Monday, February 22, 2010

Finger is not a mouse



Well you must have have guessed almost correctly on what I meant by the title of the post. With an onset of touchscreen devices and cheaper technology support (Ipad) we are going to see a rush of applications for the NEW genre of interaction. However we can argue that the interaction model was already there in terms of touchpad in laptop and wacom tablets. Only difference is now we'll be interacting with the content directly !
But wait a second. We will discover some gaps in the granularity of interaction model of mouse/pointer and finger touch.
Starting with basic question, and coders will get it quickly. What are different events that we code for a mouse?
mousemove - trapping the movement of mouse without click
mouseover - when mouse moves over an area of target object
mouseout - when mouse leaves the area of a target object
mousemove - trapping the movement of mouse with click
mouseclick/mousepress - when a target object is clicked by mouse mouserelease - when a mouse is released after clicking a target object

The reason of coloring the events differently is to make the interaction models in touch application and mouse supported application apparent. You can't have the first 3 interaction models in a touch application. You need to have a visible pointer all the time in the application that control those events. In touch application the pointer is activated only when you touch the surface, but that becomes your click event.
Hence the fundamental interaction model is violated. For certain application and websites first three are the core of interaction design. And if they were to be ported on a touch supporting software, they need to be completely redesigned.
And now just think of Adobe Flash support on Ipad/Iphone/Itouch. If tomorrow Ipad/Iphone/Itouch has Flash support and users open the site that uses the first three interaction mentioned above, they are going to go mad on why the site/application is not working. Do we then invest of designing and building those sites/applications again? That will be and expensive affair in terms of cost and effort.
As an Interaction Designer and a Flash Developer this comes as frustration to me to design and develop the same content for different devices. Well there seems to be a unique solution to this though.

Discovering ......

4 comments:

sURi said...

hmmmmm..... provocative..

bijuneYYan said...

Eggjaactly..

But stil.. I read somewhere about some new technology in which they're trying really hard to get the hovering interaction within touch screens.. Let's wait...

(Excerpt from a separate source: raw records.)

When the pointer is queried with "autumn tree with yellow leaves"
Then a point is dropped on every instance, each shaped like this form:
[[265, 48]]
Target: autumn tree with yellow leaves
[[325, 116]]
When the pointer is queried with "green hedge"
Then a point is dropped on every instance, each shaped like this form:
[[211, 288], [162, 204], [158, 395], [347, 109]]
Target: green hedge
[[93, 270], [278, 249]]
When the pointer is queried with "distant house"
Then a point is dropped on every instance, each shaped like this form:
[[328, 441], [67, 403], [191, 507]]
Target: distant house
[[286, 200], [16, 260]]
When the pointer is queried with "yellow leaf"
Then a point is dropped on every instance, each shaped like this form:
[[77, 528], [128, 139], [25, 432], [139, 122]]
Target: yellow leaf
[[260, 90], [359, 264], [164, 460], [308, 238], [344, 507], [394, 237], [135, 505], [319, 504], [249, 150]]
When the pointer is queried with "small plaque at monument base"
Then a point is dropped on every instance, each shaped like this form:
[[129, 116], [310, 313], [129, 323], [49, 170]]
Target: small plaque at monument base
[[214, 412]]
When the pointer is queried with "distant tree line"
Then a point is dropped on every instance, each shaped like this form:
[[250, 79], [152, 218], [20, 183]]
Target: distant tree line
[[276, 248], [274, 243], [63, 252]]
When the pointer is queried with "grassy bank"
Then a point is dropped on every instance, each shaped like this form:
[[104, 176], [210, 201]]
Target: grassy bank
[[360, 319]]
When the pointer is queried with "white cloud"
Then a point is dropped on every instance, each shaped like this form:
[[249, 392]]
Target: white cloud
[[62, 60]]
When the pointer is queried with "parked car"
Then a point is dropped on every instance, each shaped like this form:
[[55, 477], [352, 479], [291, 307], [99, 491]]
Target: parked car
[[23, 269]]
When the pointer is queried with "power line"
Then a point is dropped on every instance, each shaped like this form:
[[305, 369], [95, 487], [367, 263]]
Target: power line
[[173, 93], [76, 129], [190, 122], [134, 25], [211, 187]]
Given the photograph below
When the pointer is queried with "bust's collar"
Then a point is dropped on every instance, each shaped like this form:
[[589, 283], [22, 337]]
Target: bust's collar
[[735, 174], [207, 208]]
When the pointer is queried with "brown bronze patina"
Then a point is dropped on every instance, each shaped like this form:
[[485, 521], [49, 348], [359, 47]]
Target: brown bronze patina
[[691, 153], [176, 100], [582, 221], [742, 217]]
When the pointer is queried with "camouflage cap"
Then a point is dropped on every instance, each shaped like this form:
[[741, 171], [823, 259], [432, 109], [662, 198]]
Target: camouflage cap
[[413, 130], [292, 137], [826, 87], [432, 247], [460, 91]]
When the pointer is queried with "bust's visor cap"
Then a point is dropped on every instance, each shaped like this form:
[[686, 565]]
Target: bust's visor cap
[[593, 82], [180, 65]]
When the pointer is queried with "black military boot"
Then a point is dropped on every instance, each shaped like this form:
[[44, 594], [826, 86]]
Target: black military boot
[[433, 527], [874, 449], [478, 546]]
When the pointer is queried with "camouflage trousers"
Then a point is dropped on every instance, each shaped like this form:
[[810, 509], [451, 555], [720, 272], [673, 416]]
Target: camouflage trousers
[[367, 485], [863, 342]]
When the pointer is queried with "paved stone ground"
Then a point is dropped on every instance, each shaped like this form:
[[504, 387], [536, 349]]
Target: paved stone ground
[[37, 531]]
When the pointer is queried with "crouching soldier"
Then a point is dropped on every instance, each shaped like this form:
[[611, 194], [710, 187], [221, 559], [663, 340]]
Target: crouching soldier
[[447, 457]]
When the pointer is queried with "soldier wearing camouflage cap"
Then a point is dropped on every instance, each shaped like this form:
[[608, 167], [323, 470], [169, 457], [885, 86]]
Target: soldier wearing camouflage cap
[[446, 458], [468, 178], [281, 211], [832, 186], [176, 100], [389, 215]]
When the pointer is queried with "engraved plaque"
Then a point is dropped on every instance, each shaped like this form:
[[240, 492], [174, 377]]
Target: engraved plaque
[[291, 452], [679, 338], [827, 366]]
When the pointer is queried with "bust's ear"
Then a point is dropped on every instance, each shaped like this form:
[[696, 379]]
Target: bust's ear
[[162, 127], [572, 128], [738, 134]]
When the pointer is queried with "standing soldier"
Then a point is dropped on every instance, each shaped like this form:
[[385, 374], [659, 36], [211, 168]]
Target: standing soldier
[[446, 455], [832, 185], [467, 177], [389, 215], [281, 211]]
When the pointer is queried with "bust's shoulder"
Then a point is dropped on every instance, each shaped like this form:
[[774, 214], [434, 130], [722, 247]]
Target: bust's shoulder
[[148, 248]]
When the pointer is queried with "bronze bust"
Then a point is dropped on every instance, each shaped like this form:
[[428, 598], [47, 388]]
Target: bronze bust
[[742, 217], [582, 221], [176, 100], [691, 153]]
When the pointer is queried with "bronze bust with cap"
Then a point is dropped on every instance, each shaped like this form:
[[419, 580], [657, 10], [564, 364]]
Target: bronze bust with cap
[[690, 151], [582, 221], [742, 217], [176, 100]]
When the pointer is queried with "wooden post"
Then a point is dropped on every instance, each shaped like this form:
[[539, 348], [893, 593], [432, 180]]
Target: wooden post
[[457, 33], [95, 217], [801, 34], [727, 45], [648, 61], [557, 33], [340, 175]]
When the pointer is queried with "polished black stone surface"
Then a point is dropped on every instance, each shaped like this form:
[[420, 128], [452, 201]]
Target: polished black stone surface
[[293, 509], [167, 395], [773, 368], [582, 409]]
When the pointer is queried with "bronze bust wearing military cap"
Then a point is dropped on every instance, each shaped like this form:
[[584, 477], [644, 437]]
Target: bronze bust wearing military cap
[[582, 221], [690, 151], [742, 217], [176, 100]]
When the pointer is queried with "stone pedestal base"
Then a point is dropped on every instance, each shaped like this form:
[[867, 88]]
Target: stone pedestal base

NOKIA had a work around for this in their Symbian s60 fifth generation (?) OS, by introducing double tap. First to highlight and the second to actually click.. But it's kinda hack rather than a real solution.

Although not directly connected.. Let me share this link here.. some Other workaround by these south Koreans. How to use a Capacitive touchscreen when it is really cold to take your fingers out of your gloves.

By the way, before I finish, I just changed my mind and started using a Resistive touch screen.. and I'm Loving it since browsing is damn 'practical'. where I get to click links with my finger nails :)

iPhone, sorry!

Kumar Ahir said...

The problem with finger is that it's difficult to achieve the precision of hovering and clicking. You see it can be another reason for CTD (carpal tunnel syndrome).

bijuneYYan said...

What if we just get inspired by the mouse pointer itself.

Imagine, there's a pointer on the screen
(it could some ripple-animated cursor with some cool light trail

effects so that it'll be easily locatable.. he he :P )

We move our fingers just the way we do it with the touch pad of a

laptop.. tap to click, tap hold to drag and double tap to double

click..

could work.

By the way, the CTD, I told I started loving the Resistive touchscreen because I can 'rest' my thumb on the screen without initiating a click and use my finger nails confortably to click.. When compared to a capacitive touch, like the iPhone's I always have to 'hover' my finger until i touch the screen.